3. Homework Submission


Make sure to stop your Amazon instances! We only have $150 of credits and we need it to last through Homework 7. You may need to take a long break during a homework, or you might take longer to read about something on google/stackoverflow; remember to stop your instance and restart it when you are ready to continue.

Your writeup should follow the writeup guidelines. Your writeup should include your answers to the following questions:

  1. Setup

    • We have updated the platform to have contiguous memory support. Please remove the platform you downloaded in the hello world section and download the platform again from the following links:

    • Extract the platform to a desired location.

    • Set the PLATFORM_REPO_PATHS to the extracted directory. For instance:

      export PLATFORM_REPO_PATHS=~/ese532_hw6_pfm
    • Get the source code from the ese532_code repository by pulling in the latest changes using:

      cd ese532_code/
      git pull origin master

      The code you will use for this section is in the hw6 directory. The directory structure looks like this:

    • cd into hw6/apps/mmult/ directory.

    • Use make cpu to build the cpu baseline and run with ./mmult_cpu.
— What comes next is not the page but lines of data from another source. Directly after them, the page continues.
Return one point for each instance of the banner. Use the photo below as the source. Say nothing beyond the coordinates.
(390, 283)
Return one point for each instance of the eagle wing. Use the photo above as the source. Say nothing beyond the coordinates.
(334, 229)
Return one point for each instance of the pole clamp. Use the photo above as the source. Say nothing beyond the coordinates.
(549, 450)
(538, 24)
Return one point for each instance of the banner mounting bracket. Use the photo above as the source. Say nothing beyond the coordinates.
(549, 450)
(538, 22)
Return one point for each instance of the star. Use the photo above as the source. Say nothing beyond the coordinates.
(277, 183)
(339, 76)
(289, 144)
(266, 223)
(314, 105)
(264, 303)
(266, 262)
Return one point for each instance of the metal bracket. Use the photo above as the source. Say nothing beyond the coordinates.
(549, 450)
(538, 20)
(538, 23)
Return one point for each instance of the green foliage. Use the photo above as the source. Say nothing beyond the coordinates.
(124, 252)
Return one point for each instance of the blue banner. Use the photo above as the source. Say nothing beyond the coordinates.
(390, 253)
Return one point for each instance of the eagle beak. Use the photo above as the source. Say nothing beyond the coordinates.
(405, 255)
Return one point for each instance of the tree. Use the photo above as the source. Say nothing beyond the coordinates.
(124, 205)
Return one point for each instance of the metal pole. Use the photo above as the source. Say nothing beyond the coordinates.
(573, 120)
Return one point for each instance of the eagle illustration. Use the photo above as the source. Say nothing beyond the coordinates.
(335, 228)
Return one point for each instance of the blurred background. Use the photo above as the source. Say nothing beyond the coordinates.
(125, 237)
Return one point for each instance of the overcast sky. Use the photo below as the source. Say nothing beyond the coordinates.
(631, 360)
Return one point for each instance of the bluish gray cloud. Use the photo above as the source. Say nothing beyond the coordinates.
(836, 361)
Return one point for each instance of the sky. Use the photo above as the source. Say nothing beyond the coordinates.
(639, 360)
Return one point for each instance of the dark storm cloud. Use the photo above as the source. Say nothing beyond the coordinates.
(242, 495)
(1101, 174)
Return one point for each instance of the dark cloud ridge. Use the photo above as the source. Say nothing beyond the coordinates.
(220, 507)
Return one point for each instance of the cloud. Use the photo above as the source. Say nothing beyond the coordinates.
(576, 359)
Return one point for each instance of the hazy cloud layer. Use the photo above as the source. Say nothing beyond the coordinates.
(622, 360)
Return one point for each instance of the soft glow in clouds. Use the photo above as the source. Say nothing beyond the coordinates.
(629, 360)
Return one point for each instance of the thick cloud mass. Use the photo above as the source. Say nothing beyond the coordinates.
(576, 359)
    • Use make fpga -j4 to start the Vitis build. This will take about 20-30 minutes and generate the xclbin. Note that we used -j4 to build with 4 cpus. If you have more cpus, you can increase this number. -j16 is usually the maximum parallel jobs Vitis can handle.

    • Use make host to build the OpenCL host code. This produces the package folder.

    • Copy the files from package folder to the Ultra96, reboot and run on the fpga.

    • Use make clean to clean all the generated files.


      If you do make clean, you will lose all the files and the compilation will start from the beginning. You can incrementally build and clean as mentioned in the walk-through.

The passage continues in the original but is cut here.